Indeed, many of those involved in the study have financial links—either personally or through an institution—to alcohol-industry money.
Scientists first floated the hypothesis that moderate alcohol consumption is good for one’s health nearly 100 years ago, when a Johns Hopkins scientist published a graph showing that modest drinkers lived longer than not only heavy drinkers, but also abstainers.
Critics of the alcohol hypothesis say moderate drinking may just be something that healthy people tend to do, not something that makes people healthy.
Despite the heart-healthy hypothesis, plenty of studies have linked moderate drinking to more health problems.
One study found an increased rate of atrial fibrillation among moderate drinkers. And a 2017 report on breast cancer from the American Institute for Cancer Research determined there is strong evidence tying consumption of a single serving of alcohol a day to an increased risk of both pre and post menopausal breast cancer.
Proponents of the moderate-alcohol hypothesis, on the other hand, pointed to alcohol’s anti-clotting effects and its apparent ability to raise the level of good cholesterol to help explain its benefits.
The new trial defines moderate drinking as one serving a day, defined as 12 ounces of beer, 5 ounces of wine or 1.5 ounces of distilled spirits.
The definition is significantly lower than what has typically been considered a moderate level of drinking for men, which has long been defined as up to two servings a day. Moderate drinking for women has been defined as one serving a day.
The recruits will be men and women 50 or older, all of whom either have cardiovascular disease or are at high risk for developing it.
Problem drinkers and individuals who have never consumed alcohol will be ineligible, as will be certain women at high risk for breast cancer and people with certain medical conditions. Investigators have not determined how they will verify that participants are sticking to their regimens of one drink a day or no alcohol at all.

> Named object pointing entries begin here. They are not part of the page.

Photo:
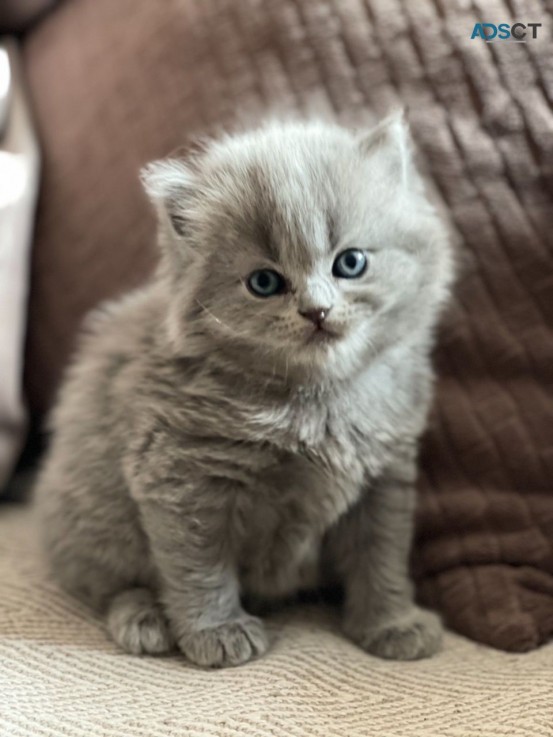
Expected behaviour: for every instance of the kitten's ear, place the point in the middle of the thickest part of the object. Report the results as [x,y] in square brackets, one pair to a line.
[169,184]
[391,142]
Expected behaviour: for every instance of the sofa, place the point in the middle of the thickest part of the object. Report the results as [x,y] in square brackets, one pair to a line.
[115,84]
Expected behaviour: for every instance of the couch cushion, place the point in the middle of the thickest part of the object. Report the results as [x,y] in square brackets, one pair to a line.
[118,83]
[60,674]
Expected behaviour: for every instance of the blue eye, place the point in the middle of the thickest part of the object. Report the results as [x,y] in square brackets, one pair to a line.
[350,264]
[265,283]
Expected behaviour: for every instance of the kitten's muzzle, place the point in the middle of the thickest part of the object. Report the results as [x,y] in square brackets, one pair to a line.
[317,315]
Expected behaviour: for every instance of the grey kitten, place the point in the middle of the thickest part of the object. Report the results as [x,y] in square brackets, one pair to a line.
[246,425]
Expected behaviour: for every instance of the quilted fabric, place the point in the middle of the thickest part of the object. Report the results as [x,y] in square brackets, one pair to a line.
[118,83]
[60,676]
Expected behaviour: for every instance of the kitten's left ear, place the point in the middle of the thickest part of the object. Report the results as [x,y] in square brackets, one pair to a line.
[391,142]
[169,184]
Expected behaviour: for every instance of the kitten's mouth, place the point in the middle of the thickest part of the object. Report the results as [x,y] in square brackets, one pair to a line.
[321,335]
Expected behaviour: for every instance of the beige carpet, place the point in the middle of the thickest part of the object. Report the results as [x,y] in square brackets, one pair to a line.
[61,677]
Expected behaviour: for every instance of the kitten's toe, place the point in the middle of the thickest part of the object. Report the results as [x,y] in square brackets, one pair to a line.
[414,635]
[138,625]
[232,643]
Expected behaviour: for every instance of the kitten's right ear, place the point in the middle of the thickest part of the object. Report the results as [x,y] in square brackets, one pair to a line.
[169,184]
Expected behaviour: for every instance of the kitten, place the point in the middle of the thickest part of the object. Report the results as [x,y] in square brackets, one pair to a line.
[246,425]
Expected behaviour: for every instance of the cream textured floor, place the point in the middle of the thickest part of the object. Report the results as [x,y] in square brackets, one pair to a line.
[61,677]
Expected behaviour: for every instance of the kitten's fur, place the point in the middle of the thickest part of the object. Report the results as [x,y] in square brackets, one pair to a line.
[206,449]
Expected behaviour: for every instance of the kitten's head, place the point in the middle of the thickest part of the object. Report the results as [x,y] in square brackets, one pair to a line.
[301,247]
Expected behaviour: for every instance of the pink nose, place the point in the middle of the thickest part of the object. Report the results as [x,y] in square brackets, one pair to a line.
[317,315]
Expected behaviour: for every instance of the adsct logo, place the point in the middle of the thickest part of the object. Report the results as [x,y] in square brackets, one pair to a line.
[517,33]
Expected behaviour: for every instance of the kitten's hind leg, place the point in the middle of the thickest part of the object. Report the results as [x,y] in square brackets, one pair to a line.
[138,624]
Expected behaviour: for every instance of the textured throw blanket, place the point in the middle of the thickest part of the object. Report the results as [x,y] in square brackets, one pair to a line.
[118,83]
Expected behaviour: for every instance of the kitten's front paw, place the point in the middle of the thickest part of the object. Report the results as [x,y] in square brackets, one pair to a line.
[231,643]
[416,634]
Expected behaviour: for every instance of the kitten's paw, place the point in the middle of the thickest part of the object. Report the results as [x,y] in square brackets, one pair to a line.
[232,643]
[414,635]
[138,625]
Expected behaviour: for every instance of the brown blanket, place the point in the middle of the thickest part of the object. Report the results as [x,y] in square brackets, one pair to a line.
[118,83]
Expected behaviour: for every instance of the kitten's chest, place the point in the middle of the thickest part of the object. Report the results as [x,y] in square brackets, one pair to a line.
[325,462]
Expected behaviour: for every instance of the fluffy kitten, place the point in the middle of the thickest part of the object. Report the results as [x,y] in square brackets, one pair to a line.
[246,425]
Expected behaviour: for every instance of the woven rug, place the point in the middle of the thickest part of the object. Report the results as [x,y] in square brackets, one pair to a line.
[60,676]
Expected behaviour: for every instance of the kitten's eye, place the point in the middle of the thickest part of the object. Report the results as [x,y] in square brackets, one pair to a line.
[350,264]
[265,283]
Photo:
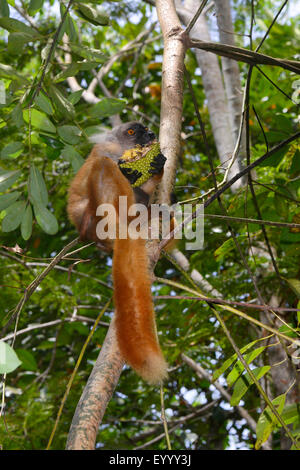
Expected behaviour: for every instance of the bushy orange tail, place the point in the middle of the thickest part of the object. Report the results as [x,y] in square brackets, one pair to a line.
[134,315]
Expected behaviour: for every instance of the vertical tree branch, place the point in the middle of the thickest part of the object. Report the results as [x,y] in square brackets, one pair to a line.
[96,395]
[172,92]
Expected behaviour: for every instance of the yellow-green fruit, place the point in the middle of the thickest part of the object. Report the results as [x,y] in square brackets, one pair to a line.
[139,158]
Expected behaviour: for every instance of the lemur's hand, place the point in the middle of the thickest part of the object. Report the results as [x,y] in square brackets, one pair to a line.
[157,164]
[129,173]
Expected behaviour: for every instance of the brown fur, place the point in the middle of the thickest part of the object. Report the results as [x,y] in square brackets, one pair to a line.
[100,181]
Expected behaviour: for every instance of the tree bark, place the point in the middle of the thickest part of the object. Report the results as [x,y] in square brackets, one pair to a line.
[214,90]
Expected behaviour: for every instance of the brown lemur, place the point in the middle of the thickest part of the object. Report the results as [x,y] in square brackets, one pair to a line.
[101,180]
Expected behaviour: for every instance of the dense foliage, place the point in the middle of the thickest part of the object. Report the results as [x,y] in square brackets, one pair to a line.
[44,127]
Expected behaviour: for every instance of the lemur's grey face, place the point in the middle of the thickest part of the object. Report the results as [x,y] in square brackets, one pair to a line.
[133,133]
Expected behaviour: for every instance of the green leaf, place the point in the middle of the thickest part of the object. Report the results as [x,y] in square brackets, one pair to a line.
[16,26]
[295,285]
[8,199]
[26,224]
[74,68]
[35,5]
[14,215]
[92,15]
[290,414]
[44,104]
[46,220]
[295,166]
[244,382]
[37,188]
[17,115]
[39,121]
[107,107]
[75,96]
[27,359]
[239,368]
[267,421]
[9,361]
[70,134]
[12,150]
[94,55]
[4,8]
[7,178]
[71,28]
[276,158]
[72,156]
[6,71]
[223,251]
[61,103]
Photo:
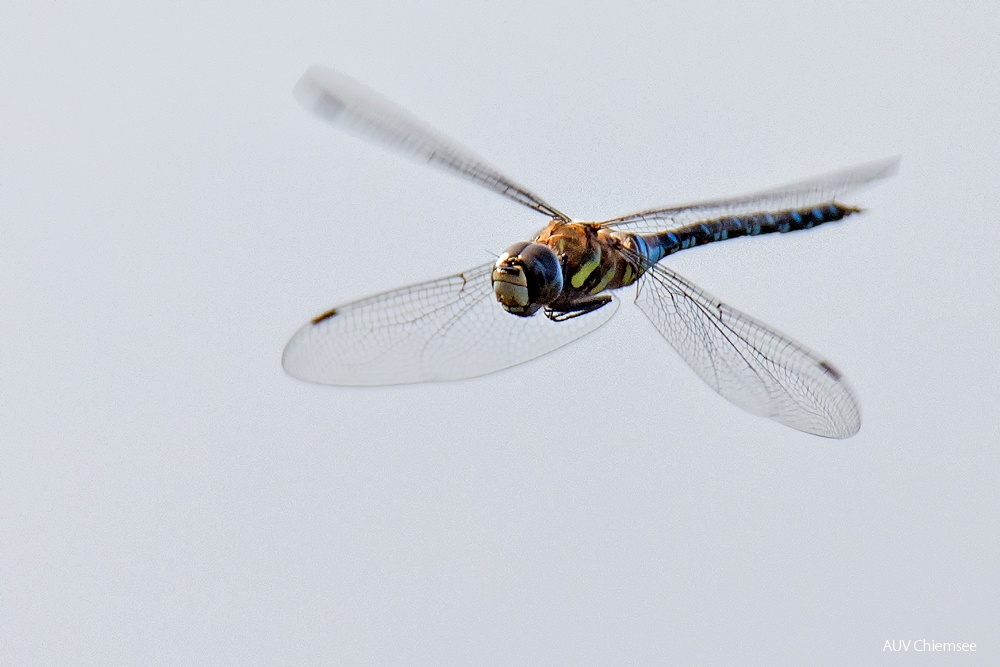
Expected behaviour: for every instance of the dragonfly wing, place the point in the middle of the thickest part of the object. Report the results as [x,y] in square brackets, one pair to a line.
[445,329]
[813,192]
[340,100]
[756,367]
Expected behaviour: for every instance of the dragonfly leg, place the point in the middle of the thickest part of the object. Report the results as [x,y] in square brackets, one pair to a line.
[581,307]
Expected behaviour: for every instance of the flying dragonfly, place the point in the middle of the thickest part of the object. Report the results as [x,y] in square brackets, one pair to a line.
[541,294]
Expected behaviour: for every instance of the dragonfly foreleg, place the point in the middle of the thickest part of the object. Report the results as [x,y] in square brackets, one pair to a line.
[581,307]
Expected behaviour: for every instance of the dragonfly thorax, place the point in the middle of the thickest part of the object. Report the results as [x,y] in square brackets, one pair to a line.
[527,277]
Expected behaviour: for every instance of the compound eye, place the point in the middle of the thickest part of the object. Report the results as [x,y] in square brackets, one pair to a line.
[543,272]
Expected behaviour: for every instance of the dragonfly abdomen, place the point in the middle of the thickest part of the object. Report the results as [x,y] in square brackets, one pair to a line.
[753,224]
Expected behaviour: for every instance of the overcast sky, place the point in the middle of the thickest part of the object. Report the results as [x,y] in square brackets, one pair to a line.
[170,216]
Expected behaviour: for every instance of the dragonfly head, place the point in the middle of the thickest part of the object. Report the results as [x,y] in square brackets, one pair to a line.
[527,277]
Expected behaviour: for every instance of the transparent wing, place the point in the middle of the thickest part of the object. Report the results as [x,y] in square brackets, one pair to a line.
[340,100]
[444,329]
[754,366]
[816,191]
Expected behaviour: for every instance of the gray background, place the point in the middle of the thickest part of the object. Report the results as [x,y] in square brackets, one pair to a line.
[170,217]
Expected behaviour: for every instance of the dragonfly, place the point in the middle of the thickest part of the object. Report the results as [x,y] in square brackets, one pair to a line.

The study has several limitations. Adverse events related to alcohol, including car accidents, major falls, heart conditions, alcohol abuse and new cancer diagnoses will be tracked, but the study is not large enough or long enough to detect an increase in breast cancer.

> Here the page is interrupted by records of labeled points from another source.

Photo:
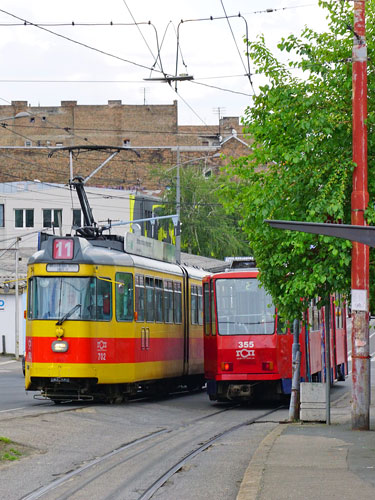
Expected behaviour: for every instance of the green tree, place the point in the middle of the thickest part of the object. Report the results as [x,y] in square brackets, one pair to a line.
[207,229]
[301,164]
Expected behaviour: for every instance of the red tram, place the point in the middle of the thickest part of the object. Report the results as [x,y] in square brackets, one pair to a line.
[247,349]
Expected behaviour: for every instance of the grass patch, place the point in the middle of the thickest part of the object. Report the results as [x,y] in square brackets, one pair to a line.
[9,451]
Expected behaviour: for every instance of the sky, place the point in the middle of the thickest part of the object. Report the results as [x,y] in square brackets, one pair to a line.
[45,65]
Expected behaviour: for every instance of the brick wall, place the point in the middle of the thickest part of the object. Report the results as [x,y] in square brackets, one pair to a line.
[26,142]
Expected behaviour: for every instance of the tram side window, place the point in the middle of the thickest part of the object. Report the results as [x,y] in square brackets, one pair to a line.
[124,297]
[206,299]
[30,301]
[158,300]
[150,299]
[140,297]
[200,306]
[168,301]
[194,304]
[103,300]
[177,299]
[212,310]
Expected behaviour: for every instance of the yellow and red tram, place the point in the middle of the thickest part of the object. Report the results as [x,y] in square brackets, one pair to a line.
[103,324]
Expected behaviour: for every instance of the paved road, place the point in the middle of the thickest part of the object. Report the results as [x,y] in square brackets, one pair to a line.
[66,437]
[13,394]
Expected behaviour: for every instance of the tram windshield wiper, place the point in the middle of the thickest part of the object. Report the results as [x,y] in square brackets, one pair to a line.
[68,314]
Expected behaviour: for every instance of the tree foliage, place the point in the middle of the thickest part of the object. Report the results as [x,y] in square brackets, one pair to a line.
[206,228]
[301,164]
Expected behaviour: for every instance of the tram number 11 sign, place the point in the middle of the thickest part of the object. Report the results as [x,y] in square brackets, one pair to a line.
[63,248]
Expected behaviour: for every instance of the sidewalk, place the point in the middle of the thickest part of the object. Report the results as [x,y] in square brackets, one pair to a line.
[313,461]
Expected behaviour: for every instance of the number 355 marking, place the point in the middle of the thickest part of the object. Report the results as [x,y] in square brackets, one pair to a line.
[246,344]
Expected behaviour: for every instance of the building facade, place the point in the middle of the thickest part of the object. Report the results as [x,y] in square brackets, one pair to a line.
[35,142]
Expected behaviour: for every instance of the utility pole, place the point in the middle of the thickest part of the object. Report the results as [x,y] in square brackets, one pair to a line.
[178,207]
[360,252]
[17,306]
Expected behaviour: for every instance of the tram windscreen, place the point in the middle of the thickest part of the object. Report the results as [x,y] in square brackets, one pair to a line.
[53,297]
[243,308]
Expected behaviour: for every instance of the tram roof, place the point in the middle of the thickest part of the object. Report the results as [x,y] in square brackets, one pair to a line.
[90,252]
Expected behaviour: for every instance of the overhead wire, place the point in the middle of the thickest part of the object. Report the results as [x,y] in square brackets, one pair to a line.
[76,41]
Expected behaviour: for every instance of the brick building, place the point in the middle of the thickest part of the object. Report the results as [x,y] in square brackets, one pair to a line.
[149,135]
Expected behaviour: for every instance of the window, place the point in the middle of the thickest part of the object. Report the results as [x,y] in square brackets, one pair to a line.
[77,217]
[168,301]
[150,300]
[24,217]
[139,297]
[124,297]
[243,307]
[158,300]
[200,306]
[51,217]
[194,304]
[212,310]
[77,298]
[177,302]
[207,322]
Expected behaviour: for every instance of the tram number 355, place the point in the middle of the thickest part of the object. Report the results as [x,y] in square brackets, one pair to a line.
[245,344]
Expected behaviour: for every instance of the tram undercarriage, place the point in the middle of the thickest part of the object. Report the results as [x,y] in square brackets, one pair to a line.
[69,389]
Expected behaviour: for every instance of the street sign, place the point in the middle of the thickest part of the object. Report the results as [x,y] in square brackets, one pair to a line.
[361,234]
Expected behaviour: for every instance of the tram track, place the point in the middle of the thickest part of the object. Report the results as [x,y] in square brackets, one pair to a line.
[140,453]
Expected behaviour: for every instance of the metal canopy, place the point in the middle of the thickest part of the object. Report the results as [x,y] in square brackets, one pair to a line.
[360,234]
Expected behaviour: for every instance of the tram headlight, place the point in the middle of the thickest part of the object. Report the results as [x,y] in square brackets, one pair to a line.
[60,346]
[267,366]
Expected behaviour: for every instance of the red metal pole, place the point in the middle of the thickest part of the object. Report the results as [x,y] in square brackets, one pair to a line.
[360,252]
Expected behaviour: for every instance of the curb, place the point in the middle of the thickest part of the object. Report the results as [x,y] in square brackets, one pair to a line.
[8,362]
[251,482]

And while the investigators’ goal is to recruit an equal number of men and women, and analyze results by gender, Mukamal said the trial most likely would not be able to detect gender differences unless they are pronounced.

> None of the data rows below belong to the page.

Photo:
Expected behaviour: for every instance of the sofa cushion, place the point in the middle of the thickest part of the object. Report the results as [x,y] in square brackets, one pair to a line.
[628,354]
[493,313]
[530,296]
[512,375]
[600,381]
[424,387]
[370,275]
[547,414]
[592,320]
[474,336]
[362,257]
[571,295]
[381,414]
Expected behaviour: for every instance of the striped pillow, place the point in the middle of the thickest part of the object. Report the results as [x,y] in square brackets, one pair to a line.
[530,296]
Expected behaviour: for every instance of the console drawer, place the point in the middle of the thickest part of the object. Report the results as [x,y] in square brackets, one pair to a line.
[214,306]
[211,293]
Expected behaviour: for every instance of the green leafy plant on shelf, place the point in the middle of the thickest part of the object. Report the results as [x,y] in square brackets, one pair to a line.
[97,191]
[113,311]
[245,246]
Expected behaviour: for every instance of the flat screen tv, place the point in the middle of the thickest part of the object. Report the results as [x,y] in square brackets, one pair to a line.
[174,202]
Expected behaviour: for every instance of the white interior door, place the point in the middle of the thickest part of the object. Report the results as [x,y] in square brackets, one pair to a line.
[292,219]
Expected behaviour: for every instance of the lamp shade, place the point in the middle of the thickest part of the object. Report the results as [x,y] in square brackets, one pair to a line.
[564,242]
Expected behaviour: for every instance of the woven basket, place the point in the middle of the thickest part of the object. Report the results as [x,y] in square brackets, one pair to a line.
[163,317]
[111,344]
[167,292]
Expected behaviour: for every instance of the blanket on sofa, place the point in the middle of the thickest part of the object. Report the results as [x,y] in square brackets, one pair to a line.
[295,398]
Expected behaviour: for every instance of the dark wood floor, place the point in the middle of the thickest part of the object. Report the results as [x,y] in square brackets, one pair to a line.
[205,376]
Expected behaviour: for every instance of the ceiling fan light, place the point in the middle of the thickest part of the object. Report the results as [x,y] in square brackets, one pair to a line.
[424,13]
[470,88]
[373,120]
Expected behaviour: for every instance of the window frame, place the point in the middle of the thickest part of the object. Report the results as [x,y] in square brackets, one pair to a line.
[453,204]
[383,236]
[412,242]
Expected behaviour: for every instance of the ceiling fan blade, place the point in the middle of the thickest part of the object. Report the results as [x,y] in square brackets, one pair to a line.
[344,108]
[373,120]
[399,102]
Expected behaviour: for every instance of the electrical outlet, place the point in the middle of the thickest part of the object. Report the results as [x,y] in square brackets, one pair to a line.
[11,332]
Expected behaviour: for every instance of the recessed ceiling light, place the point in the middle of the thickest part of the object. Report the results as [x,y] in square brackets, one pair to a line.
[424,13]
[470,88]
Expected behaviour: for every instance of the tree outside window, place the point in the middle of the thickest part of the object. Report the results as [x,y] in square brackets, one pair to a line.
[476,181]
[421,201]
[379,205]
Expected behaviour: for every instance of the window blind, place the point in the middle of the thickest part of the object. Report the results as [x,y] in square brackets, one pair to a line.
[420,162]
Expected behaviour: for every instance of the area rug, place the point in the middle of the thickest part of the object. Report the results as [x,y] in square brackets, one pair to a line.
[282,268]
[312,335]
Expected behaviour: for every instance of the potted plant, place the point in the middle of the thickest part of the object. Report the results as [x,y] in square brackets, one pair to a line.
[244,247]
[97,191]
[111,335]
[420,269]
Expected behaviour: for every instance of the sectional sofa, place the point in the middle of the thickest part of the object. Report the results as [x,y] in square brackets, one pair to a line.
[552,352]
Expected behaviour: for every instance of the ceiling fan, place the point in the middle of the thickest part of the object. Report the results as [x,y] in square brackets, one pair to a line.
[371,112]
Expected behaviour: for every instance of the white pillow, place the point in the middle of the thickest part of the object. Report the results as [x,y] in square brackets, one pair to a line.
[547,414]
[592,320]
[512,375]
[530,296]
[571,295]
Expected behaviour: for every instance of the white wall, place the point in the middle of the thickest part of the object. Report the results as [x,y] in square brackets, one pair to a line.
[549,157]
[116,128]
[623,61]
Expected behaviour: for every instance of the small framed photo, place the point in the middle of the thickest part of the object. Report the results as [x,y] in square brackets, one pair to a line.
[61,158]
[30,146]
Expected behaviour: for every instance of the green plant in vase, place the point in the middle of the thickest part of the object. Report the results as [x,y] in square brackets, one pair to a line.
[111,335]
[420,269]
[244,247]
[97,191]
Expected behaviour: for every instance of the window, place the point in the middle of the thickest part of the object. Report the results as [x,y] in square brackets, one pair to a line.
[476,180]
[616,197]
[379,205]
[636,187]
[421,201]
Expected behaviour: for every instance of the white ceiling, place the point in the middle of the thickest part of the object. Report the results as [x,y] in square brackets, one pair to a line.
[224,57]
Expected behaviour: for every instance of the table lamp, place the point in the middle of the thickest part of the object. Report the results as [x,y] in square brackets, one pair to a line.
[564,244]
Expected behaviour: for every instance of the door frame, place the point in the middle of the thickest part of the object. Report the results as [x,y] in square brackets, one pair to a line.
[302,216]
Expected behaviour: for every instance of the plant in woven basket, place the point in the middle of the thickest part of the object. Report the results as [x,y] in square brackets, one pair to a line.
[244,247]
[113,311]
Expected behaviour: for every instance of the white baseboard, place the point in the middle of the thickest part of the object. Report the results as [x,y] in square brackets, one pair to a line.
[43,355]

The lack of focus on gender differences related to alcohol consumption has drawn criticism. It is already known that women metabolize alcohol more slowly than men, and that heart disease in women is different from it is in men. Women respond differently than men to many medications because of differences in body fat, size, liver metabolism and kidney function.
In addition to the higher risk of breast cancer linked to alcohol, studies have shown women are more susceptible than men to the toxic effects of alcohol on the liver for any given dose.
As currently planned, the alcohol trial “makes the assumption that men and women are the same biologically, and that’s not true,” said Dr. Anne McTiernan, a physician and researcher at Fred Hutchinson Cancer Research Center in Seattle, who was one of the authors of the American Institute for Cancer Research review on breast cancer. “This sort of thing has been a problem in some NIH studies for a long time.”
Art Caplan, the director of medical ethics at the NYU School of Medicine, said the role of the industry should be disclosed when the results eventually are disseminated to the public. “People will react differently if it says the study is ‘sponsored by NIH’ or ‘sponsored by Anheuser-Busch’,” he added.
The concern, he said, is that any findings supporting the benefits of alcohol could easily be misinterpreted. “If there is some health benefit for people over 50 from one drink a day, many people will just hear that alcohol is good for you, and some will say, ‘I can drink all the beer I want,’” he added.